To: chowder who wrote (7751)8/9/2024 10:01:57 AM
From: Markbn1 Recommendation

Recommended By
chowder

  Read Replies (1) | Respond to of 22002
 
RE: Am I off in my thinking? If so, ideas would be appreciated.

Personally, I don't think anyone here is "off in their thinking". Everyone is living a different situation, and each one requires a specific plan that is tailored to fit them (no pun intended).

I believe that you think ahead regarding variable dividend assets is correct. While the effect may not be in lockstep with actual Fed rate cuts, it should follow shortly thereafter. Emphasis on the word "shortly". I do not have any such assets except for monies in a money market fund awaiting deployment, and the below on, so this does not really apply to me.

I have been replacing my CDs in a taxable account with SGOV, which tracks the 0-3 month Treasury market. There are tax advantages for a person living in New York, and the current yield is just above 5.2%. For a NY resident, that is somewhat higher. SGOV is also fairly stable, as the share price trades in a tight range. It trades very close to par, on average.

When rates start declining at an accelerated pace, I intend to stretch the investment out up to the 6 month range. Slightly more risky, and there will be some additional fluctuation of the share price, but it should be manageable.

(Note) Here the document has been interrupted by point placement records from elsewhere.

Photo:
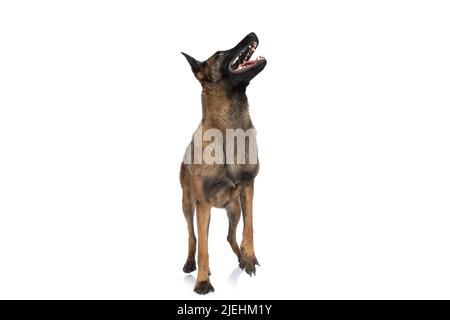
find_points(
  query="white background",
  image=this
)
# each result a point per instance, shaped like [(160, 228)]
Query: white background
[(97, 106)]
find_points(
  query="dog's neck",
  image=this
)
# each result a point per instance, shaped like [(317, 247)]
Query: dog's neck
[(225, 108)]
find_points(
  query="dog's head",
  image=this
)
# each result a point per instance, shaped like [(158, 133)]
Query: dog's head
[(232, 66)]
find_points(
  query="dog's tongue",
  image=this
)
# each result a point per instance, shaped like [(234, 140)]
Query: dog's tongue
[(250, 62)]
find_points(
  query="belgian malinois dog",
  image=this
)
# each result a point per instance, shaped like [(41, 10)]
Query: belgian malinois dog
[(222, 183)]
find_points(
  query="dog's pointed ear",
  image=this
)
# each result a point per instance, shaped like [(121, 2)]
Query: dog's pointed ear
[(195, 65)]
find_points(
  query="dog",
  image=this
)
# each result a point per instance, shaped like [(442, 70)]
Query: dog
[(223, 182)]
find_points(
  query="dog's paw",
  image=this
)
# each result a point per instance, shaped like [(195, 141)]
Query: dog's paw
[(248, 263), (189, 266), (203, 287)]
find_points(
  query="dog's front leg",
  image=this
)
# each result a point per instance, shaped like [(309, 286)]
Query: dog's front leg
[(202, 285), (248, 259)]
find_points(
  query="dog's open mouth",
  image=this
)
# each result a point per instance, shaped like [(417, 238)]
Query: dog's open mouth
[(242, 61)]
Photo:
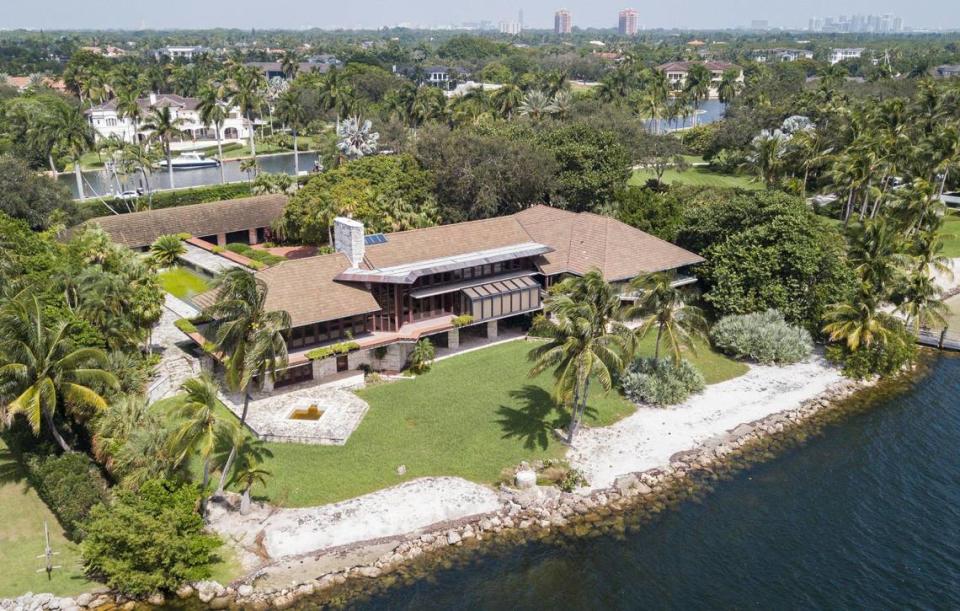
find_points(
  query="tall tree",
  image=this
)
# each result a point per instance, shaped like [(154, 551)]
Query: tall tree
[(42, 369)]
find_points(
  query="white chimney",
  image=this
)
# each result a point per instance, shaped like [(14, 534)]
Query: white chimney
[(348, 239)]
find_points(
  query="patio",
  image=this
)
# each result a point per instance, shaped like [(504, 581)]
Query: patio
[(329, 412)]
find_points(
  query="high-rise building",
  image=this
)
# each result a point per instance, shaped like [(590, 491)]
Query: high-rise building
[(562, 22), (628, 22)]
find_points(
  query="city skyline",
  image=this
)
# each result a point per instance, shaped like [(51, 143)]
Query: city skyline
[(372, 14)]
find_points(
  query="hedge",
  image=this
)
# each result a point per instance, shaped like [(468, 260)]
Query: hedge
[(71, 485), (342, 348)]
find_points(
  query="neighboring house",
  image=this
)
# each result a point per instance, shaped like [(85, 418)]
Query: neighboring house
[(107, 122), (946, 71), (245, 220), (187, 53), (781, 55), (386, 291), (677, 73), (22, 83), (839, 55), (273, 70)]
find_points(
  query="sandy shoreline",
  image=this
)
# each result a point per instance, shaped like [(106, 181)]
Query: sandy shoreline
[(644, 440)]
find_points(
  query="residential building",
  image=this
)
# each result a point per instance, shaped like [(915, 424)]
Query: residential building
[(107, 122), (627, 22), (245, 221), (781, 55), (676, 73), (384, 292), (187, 53), (839, 55), (946, 71), (562, 22)]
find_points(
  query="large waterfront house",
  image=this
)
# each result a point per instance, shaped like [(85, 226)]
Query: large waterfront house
[(677, 72), (383, 292), (107, 121)]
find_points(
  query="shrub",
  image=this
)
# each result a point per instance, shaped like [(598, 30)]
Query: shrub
[(342, 348), (149, 541), (70, 485), (422, 356), (764, 337), (881, 359), (185, 325), (660, 382), (462, 321)]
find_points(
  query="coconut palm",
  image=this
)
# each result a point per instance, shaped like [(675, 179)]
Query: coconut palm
[(71, 131), (246, 90), (664, 306), (251, 337), (291, 111), (163, 128), (166, 249), (355, 139), (213, 111), (200, 425), (42, 369), (586, 342)]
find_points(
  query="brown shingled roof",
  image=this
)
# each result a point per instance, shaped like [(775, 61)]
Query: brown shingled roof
[(405, 247), (307, 290), (585, 241), (139, 229)]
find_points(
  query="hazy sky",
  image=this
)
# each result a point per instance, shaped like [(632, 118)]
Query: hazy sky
[(188, 14)]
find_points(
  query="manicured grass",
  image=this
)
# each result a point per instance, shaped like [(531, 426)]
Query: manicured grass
[(21, 540), (470, 416), (182, 282), (951, 235), (697, 176)]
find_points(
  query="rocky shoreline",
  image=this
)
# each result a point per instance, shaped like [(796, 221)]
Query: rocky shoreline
[(534, 513)]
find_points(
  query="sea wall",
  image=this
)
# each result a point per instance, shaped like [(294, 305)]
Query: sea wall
[(537, 513)]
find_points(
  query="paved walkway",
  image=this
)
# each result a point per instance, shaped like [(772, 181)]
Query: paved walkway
[(209, 262)]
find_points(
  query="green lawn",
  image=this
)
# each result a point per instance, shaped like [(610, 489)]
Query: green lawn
[(21, 540), (698, 176), (182, 282), (470, 416)]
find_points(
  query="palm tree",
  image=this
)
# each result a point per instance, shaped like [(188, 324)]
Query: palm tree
[(251, 336), (43, 368), (166, 249), (201, 426), (664, 307), (73, 134), (290, 110), (213, 111), (586, 341), (247, 94), (163, 128)]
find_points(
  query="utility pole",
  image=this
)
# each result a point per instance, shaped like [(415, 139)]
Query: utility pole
[(48, 553)]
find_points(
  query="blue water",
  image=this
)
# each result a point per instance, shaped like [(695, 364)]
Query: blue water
[(866, 516)]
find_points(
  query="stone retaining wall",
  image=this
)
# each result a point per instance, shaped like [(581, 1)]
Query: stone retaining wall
[(534, 512)]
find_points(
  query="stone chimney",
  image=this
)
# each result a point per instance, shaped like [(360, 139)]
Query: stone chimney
[(348, 239)]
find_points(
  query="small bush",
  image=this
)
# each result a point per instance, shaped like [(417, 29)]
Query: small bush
[(70, 485), (660, 382), (149, 541), (326, 351), (881, 359), (462, 321), (764, 337), (185, 325)]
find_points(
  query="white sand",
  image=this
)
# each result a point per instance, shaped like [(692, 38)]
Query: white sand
[(401, 509), (649, 437)]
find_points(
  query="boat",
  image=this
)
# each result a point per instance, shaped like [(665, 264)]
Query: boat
[(190, 161)]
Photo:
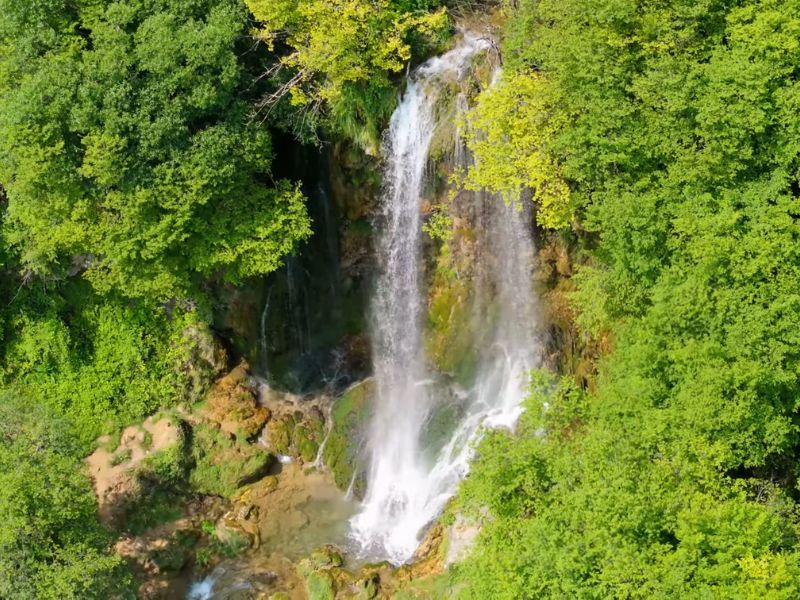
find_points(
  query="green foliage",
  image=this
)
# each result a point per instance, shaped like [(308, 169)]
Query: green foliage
[(342, 55), (103, 362), (51, 545), (585, 501), (674, 126), (343, 451), (127, 153), (221, 465), (510, 131)]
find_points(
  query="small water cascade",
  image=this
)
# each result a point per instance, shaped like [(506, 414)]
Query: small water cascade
[(407, 484)]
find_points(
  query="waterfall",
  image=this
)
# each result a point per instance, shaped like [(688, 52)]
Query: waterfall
[(407, 486)]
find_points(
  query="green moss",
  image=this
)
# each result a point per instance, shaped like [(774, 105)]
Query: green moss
[(342, 452), (120, 457), (221, 465), (320, 586), (449, 335)]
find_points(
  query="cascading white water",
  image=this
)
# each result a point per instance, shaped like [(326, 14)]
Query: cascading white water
[(407, 487)]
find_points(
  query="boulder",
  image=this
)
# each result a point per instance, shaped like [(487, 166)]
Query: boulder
[(233, 404)]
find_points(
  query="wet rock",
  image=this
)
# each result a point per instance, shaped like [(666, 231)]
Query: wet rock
[(343, 450), (367, 588), (320, 585), (296, 429), (200, 360), (223, 465), (327, 556), (233, 404), (232, 535)]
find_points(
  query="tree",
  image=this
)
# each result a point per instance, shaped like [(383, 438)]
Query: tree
[(128, 149), (51, 544)]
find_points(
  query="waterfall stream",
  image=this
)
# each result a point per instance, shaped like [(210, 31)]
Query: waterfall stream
[(408, 485)]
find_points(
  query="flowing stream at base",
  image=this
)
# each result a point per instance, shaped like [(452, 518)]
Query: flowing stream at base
[(410, 479)]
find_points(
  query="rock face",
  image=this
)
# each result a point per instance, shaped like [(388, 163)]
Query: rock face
[(343, 451), (114, 467), (233, 404), (201, 359), (297, 426), (221, 464)]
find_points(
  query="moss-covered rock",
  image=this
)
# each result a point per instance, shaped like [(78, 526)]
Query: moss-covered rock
[(343, 451), (297, 433), (222, 465), (320, 585), (233, 404)]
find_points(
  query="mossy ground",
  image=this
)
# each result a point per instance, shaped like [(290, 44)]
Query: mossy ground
[(350, 417)]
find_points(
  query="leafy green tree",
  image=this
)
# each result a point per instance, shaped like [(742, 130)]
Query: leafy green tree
[(338, 57), (128, 149), (51, 544), (674, 126)]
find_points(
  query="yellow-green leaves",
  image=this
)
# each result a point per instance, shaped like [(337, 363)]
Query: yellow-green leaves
[(509, 132), (339, 55)]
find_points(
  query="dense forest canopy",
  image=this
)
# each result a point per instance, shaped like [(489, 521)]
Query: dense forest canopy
[(674, 126), (136, 170), (658, 140)]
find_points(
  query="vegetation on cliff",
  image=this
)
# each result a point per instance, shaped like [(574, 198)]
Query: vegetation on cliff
[(138, 170), (673, 126)]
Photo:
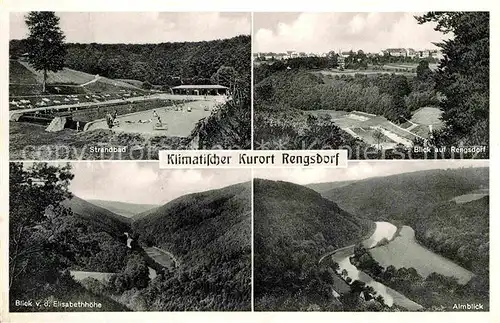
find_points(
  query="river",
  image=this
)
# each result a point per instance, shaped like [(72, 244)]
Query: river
[(391, 297)]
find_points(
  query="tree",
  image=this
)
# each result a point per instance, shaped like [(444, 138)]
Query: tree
[(147, 86), (463, 74), (35, 200), (423, 70), (45, 43), (378, 136)]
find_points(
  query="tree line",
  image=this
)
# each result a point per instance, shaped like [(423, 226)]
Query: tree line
[(161, 64)]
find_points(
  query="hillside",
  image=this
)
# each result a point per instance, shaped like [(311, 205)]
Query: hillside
[(127, 210), (24, 80), (99, 217), (326, 186), (423, 201), (293, 227), (209, 233), (402, 197)]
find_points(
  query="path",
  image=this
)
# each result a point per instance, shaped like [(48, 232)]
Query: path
[(173, 123), (162, 257)]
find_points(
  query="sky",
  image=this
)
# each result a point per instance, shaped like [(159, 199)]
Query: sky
[(358, 170), (145, 183), (323, 32), (142, 27)]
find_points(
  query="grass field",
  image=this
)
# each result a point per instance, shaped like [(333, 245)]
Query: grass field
[(472, 196), (19, 74), (405, 251), (30, 141), (22, 73)]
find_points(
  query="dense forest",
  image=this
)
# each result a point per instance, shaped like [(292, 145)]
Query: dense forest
[(390, 95), (459, 86), (435, 292), (161, 64), (209, 233), (423, 201), (46, 240), (293, 227)]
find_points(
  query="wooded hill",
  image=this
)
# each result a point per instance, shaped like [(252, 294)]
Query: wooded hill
[(210, 235), (422, 200), (293, 227), (162, 64)]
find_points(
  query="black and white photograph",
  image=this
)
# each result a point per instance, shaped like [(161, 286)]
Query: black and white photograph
[(377, 236), (124, 85), (110, 236), (382, 85)]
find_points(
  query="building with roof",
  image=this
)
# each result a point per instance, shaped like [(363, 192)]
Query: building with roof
[(197, 89)]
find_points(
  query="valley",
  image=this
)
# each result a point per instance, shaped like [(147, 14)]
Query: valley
[(408, 257)]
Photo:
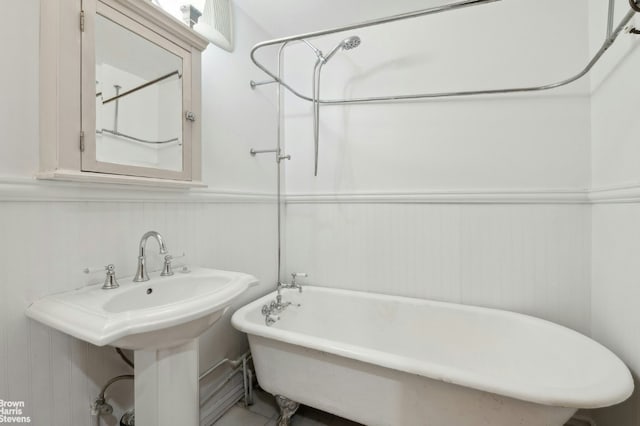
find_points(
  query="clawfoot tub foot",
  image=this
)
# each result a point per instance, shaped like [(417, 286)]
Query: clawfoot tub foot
[(287, 409)]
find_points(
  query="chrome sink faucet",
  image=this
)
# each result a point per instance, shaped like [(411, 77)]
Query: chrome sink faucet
[(141, 274)]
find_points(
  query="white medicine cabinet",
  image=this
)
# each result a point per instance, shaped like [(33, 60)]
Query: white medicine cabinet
[(119, 94)]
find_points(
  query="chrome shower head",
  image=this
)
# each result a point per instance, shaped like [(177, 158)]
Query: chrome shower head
[(346, 44)]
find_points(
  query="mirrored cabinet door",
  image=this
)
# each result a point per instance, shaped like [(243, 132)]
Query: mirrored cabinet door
[(139, 123)]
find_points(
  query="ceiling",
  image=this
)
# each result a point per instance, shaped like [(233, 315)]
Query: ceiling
[(289, 17)]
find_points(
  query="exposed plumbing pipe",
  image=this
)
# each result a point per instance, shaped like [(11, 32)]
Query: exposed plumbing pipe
[(235, 363), (125, 358)]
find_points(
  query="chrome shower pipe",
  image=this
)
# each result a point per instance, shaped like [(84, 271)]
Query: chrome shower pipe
[(610, 15), (609, 40), (317, 70), (305, 36)]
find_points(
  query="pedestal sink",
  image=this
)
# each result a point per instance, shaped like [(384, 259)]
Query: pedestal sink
[(160, 320)]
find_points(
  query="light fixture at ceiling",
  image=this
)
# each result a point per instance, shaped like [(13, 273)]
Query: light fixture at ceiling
[(211, 18)]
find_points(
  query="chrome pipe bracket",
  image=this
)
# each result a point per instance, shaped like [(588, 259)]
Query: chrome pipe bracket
[(253, 83), (253, 152)]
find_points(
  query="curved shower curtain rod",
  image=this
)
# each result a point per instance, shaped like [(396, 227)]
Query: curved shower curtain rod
[(612, 35)]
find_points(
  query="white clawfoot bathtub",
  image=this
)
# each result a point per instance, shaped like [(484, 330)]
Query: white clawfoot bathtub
[(394, 361)]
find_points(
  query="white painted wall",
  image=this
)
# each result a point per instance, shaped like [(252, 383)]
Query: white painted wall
[(501, 142), (616, 228), (50, 230), (397, 233)]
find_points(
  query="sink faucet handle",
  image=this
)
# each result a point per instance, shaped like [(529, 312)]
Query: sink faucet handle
[(110, 281), (166, 268)]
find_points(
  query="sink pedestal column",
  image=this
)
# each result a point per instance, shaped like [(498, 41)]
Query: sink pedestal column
[(167, 387)]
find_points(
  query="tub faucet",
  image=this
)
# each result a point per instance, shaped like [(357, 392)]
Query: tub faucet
[(280, 305), (141, 274), (293, 283)]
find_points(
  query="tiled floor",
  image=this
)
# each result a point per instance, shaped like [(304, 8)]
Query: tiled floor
[(264, 412)]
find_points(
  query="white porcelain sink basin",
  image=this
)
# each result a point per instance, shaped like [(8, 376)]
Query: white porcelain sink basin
[(160, 313)]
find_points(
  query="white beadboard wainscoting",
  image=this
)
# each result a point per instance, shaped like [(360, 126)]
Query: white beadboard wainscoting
[(47, 243), (531, 258)]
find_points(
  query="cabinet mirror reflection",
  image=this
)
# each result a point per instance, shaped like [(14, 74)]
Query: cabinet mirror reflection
[(139, 100)]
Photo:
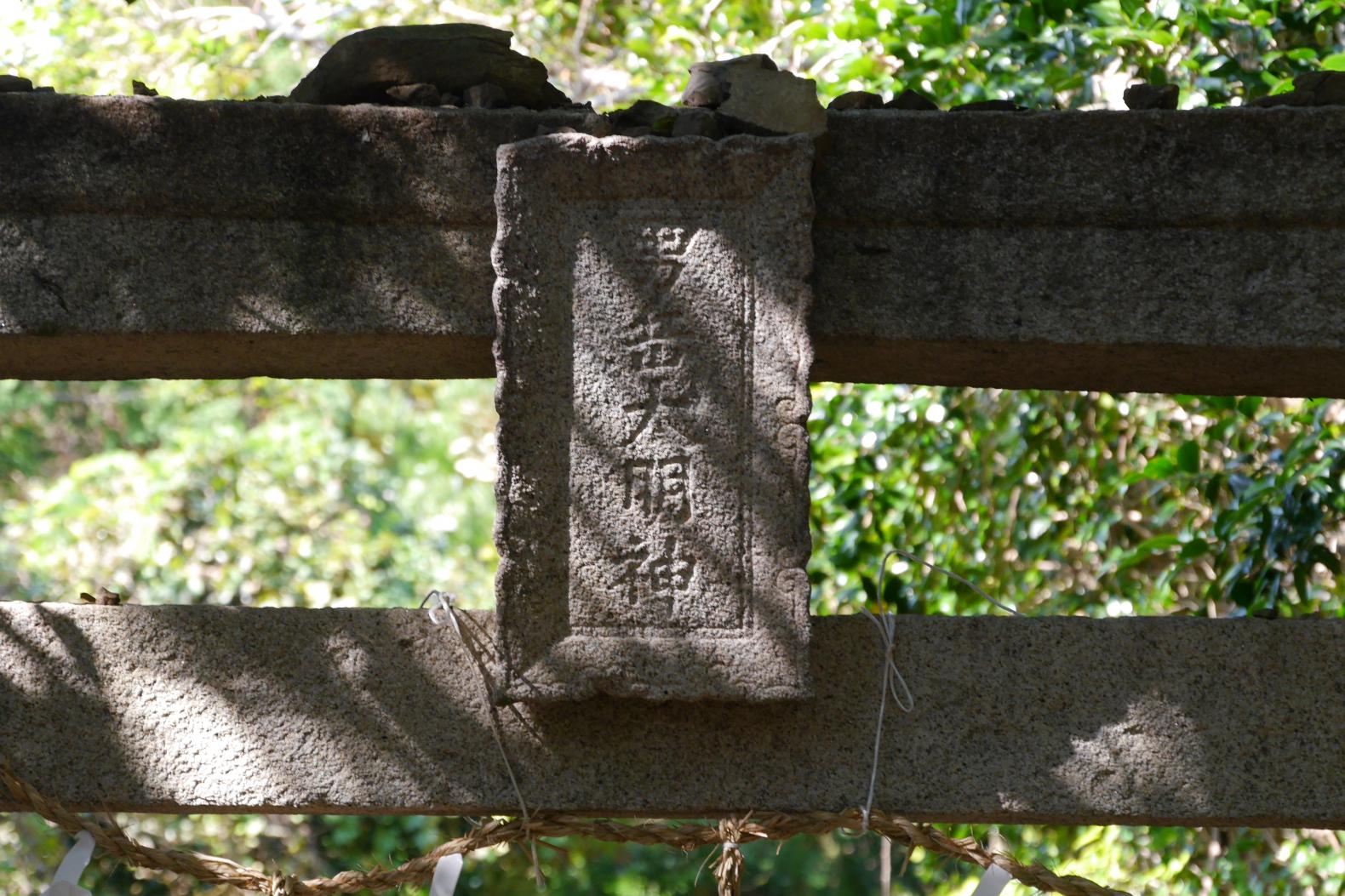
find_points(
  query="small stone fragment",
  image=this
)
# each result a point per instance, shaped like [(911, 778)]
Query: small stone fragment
[(776, 101), (990, 106), (911, 101), (486, 96), (697, 123), (707, 85), (415, 94), (856, 100), (1152, 96), (644, 116), (104, 597), (1291, 99), (362, 66), (14, 83)]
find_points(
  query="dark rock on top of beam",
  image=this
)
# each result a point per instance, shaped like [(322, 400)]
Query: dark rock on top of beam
[(1152, 96), (14, 83), (911, 101), (362, 66), (856, 100)]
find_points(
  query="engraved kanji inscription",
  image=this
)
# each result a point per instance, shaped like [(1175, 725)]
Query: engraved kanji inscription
[(659, 488), (653, 389)]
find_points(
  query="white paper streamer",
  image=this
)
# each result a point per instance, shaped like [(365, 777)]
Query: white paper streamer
[(445, 876), (992, 882), (72, 867)]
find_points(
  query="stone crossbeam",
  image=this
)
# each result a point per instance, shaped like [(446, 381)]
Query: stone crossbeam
[(1060, 720), (1162, 250)]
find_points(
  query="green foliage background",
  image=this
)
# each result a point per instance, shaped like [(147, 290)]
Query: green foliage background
[(329, 493)]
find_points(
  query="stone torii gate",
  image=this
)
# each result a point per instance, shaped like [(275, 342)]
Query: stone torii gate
[(1146, 250)]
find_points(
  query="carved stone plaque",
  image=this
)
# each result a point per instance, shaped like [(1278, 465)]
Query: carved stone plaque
[(653, 358)]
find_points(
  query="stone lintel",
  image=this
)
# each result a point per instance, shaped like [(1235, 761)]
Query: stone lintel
[(653, 353), (1064, 720), (1152, 250)]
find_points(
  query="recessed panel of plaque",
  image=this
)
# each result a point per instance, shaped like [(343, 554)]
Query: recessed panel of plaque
[(653, 354)]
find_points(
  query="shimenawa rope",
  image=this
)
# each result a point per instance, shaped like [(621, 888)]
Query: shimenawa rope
[(686, 837)]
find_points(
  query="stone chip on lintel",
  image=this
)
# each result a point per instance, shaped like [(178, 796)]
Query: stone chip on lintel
[(653, 361)]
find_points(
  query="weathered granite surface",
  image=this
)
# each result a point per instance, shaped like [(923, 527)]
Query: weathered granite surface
[(361, 711), (1153, 250), (454, 58), (653, 356)]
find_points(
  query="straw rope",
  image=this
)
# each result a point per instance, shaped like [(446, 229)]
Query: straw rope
[(728, 835)]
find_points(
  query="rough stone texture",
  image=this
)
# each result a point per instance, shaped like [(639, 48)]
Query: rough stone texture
[(911, 101), (1152, 96), (14, 83), (1067, 720), (1126, 250), (653, 362), (707, 81), (362, 66), (856, 100), (416, 94), (776, 101)]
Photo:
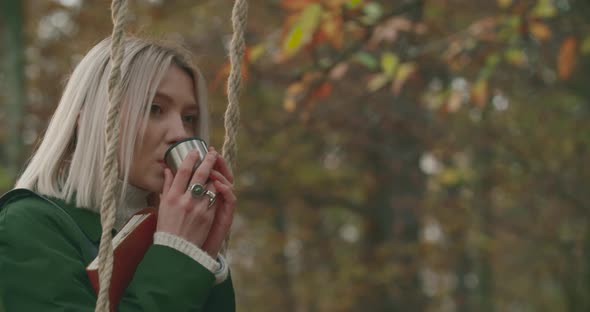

To: chowder who wrote (7751)8/9/2024 10:49:47 AM
From: jritz0  Read Replies (2) | Respond to of 22002
 
" I'm actually thinking of trimming any asset with a variable dividend. When interest rates start declining, I'm thinking the yields will drop and since the yield isn't static, like say it is on O, then maybe those variable dividends will decline as interest rates decline, especially on anything dealing with floating loans."

I agree with you on floating rate securities like some preferred shares and CEFs and BDCs, however, variable dividends particularly option funds are more at the mercy of the volatility of the market plus gains or losses in the underlying securities.